# Project 4: Starter

In this project, you will combine and apply your knowledge from all three past unit projects to create a complete data science workflow on a new dataset. We will use the Kaggle Titanic competition dataset for this project.

In [None]:
import numpy as np
import pandas as pd
from sklearn import cross_validation
from sklearn import neighbors
from sklearn import grid_search
from sklearn import metrics
from sklearn import linear_model

import seaborn as sns
import matplotlib.pyplot as plt
sns.set(style="whitegrid", font_scale=1)
%matplotlib inline

![](../assets/images/workflow/data-science-workflow-01.png)

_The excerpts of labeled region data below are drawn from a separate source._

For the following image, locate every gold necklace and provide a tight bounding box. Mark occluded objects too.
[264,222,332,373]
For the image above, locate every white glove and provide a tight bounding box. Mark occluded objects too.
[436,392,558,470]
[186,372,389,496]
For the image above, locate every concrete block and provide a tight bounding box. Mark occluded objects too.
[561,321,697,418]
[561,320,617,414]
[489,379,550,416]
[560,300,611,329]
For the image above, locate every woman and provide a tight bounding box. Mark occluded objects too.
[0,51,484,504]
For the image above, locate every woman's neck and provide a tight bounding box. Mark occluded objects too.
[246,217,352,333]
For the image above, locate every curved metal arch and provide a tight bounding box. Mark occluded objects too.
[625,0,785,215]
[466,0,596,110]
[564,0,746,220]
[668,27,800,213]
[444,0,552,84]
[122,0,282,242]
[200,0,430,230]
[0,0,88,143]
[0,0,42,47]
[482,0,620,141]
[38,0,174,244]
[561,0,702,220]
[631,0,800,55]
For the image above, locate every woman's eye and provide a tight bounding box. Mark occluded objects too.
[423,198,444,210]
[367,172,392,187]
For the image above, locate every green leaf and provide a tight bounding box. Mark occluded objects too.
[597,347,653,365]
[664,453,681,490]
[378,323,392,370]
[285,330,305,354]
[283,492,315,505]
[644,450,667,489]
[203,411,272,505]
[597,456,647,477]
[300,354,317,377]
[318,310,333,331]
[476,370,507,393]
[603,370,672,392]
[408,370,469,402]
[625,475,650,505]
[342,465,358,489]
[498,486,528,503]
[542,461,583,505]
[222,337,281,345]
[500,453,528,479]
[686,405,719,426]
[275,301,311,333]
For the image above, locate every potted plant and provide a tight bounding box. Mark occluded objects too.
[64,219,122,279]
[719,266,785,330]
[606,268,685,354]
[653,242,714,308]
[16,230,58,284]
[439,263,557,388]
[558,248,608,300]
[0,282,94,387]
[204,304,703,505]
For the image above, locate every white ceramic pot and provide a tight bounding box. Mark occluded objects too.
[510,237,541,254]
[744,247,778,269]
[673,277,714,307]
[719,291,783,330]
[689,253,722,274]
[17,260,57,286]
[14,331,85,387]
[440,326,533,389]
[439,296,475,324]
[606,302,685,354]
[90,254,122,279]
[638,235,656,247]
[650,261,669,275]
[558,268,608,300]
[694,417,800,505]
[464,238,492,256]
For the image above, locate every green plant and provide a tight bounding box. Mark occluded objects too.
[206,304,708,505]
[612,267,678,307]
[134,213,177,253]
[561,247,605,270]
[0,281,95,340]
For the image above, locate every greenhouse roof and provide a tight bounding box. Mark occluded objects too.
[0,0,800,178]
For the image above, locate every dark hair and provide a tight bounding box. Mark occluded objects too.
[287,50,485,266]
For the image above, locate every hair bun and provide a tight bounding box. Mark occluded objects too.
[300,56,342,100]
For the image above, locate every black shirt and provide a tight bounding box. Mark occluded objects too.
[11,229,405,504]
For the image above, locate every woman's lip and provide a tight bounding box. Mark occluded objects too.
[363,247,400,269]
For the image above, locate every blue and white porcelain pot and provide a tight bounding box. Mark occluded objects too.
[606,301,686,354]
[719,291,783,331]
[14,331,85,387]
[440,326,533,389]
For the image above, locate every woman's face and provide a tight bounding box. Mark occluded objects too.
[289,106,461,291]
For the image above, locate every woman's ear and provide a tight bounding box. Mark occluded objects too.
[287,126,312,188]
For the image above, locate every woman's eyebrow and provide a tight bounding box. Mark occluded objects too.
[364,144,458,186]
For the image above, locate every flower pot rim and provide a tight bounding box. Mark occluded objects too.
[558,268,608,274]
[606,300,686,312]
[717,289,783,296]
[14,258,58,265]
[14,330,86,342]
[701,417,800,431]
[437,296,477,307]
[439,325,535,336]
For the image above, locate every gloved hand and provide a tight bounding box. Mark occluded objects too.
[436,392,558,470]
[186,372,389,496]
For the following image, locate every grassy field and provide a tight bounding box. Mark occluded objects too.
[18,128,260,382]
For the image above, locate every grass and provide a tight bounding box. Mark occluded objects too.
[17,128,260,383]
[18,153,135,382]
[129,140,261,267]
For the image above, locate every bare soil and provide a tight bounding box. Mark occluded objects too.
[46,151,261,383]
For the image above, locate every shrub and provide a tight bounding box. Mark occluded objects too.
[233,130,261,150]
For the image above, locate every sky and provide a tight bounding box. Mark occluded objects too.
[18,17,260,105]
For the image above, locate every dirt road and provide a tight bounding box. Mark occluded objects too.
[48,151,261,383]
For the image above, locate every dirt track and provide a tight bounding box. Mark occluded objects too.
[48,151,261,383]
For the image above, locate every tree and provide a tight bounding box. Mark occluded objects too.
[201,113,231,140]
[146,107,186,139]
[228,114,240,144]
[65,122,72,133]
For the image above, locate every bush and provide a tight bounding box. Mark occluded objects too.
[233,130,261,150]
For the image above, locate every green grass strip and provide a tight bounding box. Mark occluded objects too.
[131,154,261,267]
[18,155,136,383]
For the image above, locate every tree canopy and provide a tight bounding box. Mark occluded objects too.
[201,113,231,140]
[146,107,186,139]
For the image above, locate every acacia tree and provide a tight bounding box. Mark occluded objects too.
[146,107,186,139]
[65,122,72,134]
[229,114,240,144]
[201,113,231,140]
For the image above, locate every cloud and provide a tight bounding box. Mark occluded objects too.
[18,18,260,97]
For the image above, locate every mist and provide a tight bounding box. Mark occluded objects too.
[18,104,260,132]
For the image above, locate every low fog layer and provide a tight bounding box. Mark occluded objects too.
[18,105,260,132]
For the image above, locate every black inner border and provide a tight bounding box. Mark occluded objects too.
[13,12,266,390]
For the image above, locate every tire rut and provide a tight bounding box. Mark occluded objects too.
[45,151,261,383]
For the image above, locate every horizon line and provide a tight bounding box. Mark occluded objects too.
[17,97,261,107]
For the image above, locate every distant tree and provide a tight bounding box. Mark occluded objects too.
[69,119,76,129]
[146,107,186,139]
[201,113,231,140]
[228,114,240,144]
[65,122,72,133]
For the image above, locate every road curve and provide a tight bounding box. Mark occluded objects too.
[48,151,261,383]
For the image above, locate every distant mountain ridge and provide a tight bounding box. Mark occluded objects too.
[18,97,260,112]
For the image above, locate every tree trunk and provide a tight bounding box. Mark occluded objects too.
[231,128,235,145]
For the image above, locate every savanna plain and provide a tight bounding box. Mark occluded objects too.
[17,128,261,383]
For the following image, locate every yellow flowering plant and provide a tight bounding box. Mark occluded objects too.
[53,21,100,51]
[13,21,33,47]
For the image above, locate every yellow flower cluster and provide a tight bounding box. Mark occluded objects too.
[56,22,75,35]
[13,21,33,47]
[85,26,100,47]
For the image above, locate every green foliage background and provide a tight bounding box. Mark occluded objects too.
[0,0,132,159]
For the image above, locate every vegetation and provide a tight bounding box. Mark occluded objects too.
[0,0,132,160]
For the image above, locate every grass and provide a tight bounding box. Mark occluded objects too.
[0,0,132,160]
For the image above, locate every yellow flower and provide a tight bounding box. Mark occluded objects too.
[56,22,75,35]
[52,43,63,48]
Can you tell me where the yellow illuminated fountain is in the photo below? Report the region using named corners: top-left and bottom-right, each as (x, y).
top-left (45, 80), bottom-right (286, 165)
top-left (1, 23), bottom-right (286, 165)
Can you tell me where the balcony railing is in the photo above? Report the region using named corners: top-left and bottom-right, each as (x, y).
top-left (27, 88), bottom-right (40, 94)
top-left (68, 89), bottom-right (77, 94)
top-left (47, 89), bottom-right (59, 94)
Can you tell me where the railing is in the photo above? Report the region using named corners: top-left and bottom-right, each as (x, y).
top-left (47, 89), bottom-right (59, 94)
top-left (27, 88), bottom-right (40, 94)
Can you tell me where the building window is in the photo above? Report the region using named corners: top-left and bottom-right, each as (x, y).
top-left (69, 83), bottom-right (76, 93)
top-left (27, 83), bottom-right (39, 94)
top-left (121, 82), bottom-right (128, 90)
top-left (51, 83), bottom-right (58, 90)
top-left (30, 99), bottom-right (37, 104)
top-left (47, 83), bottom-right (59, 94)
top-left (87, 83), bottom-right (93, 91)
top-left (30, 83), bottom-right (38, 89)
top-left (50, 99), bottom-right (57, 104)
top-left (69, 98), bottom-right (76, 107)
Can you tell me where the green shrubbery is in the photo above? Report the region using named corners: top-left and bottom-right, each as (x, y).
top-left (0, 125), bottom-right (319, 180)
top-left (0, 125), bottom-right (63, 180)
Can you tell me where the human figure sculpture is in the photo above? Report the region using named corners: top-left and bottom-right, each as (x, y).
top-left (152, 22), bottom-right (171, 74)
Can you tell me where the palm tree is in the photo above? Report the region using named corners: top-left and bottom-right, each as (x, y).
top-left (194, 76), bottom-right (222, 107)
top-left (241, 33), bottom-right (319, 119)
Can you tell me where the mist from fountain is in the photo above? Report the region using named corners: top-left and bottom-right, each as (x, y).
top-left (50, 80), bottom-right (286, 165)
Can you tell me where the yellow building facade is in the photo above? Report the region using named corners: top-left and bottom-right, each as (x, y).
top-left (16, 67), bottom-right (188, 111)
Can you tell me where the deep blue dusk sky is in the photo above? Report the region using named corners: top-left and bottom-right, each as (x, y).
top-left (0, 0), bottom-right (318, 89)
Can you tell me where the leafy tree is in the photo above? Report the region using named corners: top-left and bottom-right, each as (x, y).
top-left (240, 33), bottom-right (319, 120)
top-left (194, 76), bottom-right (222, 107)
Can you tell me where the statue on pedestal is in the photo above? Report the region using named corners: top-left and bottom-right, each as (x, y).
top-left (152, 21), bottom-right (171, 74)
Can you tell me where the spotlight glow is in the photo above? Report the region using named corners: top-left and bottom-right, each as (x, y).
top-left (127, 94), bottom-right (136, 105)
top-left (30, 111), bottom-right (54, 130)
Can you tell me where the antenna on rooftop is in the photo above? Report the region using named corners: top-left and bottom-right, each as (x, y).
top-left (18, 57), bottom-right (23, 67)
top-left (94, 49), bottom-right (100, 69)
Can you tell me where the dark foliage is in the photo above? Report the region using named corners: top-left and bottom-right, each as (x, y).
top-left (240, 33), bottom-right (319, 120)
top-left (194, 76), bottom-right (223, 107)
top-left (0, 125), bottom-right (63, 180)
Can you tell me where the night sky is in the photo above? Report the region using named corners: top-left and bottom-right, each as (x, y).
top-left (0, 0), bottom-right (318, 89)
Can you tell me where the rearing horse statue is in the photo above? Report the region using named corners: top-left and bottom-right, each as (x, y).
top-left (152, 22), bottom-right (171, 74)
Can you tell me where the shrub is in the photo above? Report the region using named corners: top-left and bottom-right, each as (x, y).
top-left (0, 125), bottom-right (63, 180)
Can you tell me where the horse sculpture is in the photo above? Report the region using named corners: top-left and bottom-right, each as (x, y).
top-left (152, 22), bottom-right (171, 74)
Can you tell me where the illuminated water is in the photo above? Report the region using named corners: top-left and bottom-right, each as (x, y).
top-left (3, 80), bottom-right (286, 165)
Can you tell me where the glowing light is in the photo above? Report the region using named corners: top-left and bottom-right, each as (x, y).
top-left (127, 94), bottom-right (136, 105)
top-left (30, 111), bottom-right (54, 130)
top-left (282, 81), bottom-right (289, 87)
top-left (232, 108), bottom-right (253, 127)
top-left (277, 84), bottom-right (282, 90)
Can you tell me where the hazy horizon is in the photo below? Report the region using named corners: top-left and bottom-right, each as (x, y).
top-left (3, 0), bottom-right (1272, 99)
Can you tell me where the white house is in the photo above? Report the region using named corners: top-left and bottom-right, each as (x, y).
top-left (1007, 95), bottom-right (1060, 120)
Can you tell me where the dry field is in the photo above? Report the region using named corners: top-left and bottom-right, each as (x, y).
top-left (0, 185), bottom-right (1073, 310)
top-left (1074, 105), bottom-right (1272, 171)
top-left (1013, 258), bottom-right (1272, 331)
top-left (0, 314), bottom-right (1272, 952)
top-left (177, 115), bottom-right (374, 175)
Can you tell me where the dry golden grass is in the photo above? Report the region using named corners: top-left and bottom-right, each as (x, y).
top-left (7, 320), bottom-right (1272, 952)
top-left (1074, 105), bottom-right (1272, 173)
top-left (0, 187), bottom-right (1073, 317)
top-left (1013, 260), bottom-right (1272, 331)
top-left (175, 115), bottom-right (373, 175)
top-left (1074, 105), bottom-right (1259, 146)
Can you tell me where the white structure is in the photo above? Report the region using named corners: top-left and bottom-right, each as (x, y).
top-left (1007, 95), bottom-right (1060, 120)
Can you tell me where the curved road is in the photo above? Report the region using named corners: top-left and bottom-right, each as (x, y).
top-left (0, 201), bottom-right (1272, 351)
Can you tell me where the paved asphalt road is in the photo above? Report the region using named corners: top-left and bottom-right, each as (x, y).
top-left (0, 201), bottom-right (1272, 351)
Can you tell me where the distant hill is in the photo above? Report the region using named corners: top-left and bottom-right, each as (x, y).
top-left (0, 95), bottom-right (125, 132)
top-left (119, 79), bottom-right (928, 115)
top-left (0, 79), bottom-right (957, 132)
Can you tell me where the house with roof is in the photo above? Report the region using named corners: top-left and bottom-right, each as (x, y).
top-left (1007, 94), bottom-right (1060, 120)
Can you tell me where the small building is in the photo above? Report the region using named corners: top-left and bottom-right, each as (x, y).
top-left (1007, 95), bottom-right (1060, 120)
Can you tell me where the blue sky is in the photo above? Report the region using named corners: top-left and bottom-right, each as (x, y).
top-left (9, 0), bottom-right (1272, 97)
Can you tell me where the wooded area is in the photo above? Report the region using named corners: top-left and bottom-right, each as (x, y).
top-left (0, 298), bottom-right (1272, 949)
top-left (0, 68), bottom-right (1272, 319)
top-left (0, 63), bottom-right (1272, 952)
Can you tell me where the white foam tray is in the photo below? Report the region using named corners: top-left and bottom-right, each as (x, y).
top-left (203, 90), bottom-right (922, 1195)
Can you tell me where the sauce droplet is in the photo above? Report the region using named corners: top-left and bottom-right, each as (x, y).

## Part 1. Identify the Problem

Using the competition description on [Kaggle](https://www.kaggle.com/c/titanic), write a short paragraph summarizing the problem, your goals and hypothesis.

**NOTE**: This section can be less rigorous for a kaggle competition where the problem, goals, and hypothesis are identified for you.

**Problem**: `*** FILL IN ***`

**Goals**: `*** FILL IN ***`

**Hypothesis**: `*** FILL IN ***`

![](../assets/images/workflow/data-science-workflow-02.png)

## Part 2. Acquire the Data

Kaggle has provided two files for this dataset:  
_train.csv_: Use for building a model (contains target variable "Survived")  
_test.csv_: Use for submission file (fill in for target variable "Survived")

Both files have been downloaded and added to your datasets folder. Read the files into a Pandas DataFrame.

**HINT**: You can further split _train.csv_ to generate your own cross validation set. However, use all of _train.csv_ to train your final model since Kaggle has already separated the test set for you.

In [None]:
# Load data
df = pd.read_csv("../assets/datasets/titanic/train.csv")

# Check head
df.head()

![](../assets/images/workflow/data-science-workflow-03-05.png)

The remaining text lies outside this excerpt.